As shown in Fig. 4, the relative mortality rate of the hospital and the whole city exhibits a "U" distribution with climate. From April to October, the air temperature was higher, the relative mortality rate of the hospital and the entire city was lower, and the trend was relatively mild. The relative mortality rate increased significantly and changed sharply in the low temperature period, especially in the coldest month (January), and the relative mortality rate of the hospitals and the whole city peaked. This result shows the effect of low temperature on mortality and is consistent with other research results(Braga et al., 2002; Guo et al., 2016; Guo et al., 2012; Ye et al., 2012). The analysis of the correlation between the atmospheric temperature and the relative mortality rate of the hospital and the entire city showed that atmospheric temperature was strongly correlated with the death toll at the hospital and the entire city (PH = 0.006, Spearman=-0.544**, PE = 0.000, Spearman=-0.743**).

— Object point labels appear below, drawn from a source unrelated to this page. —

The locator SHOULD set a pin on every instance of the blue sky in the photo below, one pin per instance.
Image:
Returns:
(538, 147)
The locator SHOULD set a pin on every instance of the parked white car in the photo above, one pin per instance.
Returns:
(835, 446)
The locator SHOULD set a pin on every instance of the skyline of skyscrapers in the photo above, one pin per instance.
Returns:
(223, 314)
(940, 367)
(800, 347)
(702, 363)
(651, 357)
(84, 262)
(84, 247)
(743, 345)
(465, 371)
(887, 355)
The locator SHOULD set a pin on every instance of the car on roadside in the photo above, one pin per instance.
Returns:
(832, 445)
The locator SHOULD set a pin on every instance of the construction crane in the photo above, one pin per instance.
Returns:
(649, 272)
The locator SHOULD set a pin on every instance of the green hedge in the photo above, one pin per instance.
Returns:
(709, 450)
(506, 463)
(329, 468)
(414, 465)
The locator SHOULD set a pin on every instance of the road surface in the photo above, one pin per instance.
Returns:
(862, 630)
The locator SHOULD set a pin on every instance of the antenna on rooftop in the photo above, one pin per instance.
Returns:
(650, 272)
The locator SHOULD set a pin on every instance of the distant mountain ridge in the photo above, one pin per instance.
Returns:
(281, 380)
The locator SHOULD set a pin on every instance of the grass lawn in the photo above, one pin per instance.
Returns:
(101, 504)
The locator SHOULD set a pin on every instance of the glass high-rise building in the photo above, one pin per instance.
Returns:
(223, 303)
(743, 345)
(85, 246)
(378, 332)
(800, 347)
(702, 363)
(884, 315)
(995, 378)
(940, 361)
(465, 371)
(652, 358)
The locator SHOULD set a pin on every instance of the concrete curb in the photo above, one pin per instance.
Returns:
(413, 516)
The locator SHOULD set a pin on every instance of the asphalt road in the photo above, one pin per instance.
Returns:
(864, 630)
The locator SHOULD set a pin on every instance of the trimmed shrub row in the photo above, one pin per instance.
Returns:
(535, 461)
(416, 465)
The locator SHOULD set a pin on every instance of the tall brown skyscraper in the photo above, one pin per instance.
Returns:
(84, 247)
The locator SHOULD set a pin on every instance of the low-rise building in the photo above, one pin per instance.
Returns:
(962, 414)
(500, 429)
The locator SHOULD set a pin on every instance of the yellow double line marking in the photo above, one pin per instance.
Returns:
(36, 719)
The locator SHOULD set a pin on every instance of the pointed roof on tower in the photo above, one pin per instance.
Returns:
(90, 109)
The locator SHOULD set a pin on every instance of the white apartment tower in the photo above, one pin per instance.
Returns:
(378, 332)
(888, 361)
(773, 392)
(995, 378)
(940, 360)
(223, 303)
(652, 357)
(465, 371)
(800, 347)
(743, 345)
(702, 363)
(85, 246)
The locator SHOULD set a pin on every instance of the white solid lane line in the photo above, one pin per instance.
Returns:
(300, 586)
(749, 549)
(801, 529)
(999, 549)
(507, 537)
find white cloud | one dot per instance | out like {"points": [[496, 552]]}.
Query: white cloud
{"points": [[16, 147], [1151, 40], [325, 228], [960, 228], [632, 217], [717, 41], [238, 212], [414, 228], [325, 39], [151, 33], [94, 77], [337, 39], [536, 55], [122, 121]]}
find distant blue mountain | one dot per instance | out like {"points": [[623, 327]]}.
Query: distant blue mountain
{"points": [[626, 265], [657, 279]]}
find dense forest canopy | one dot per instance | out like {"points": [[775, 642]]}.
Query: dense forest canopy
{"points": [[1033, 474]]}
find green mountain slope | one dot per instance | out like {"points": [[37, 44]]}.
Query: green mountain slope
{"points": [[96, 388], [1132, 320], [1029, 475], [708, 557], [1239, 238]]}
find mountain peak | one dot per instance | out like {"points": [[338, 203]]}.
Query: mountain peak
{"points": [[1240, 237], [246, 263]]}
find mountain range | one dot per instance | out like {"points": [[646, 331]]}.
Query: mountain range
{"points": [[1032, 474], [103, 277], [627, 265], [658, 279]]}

Thus, maintaining a higher atmospheric temperature can improve the antibody level in human serum and reduce human mortality within a certain temperature range. An increase or decrease in temperature is not conducive to the secretion of antibodies.
2.2.8 Correlation analysis of immune indexes and mortality
Humoral immunity, as an important part of the immune system, can make the immune system hyperactive (upregulation) or immunosuppressed (downregulation), and then cause human diseases(Swaminathan et al., 2014). We analyzed the correlation between the concentration of immunoglobulin and the number of deaths in hospitals and the entire city at the monthly level to explore the relationship between human immune indexes and relative mortality. The results are shown in Fig. 5.
As shown in Fig. 5, there was no correlation between the death tolls of the two investigation sites with IgA, IgM, or IgG, while IgE related to respiratory system immunity was significantly negatively correlated (hospital: P = 0.014; City: P = 0.048). This result indicates that the concentrations of IgA, IgM, and IgG affect human health, but these levels are not directly related to deaths in response to climatic conditions. The IgE level related to the immunity of the respiratory system can be used as a biological parameter to predict death.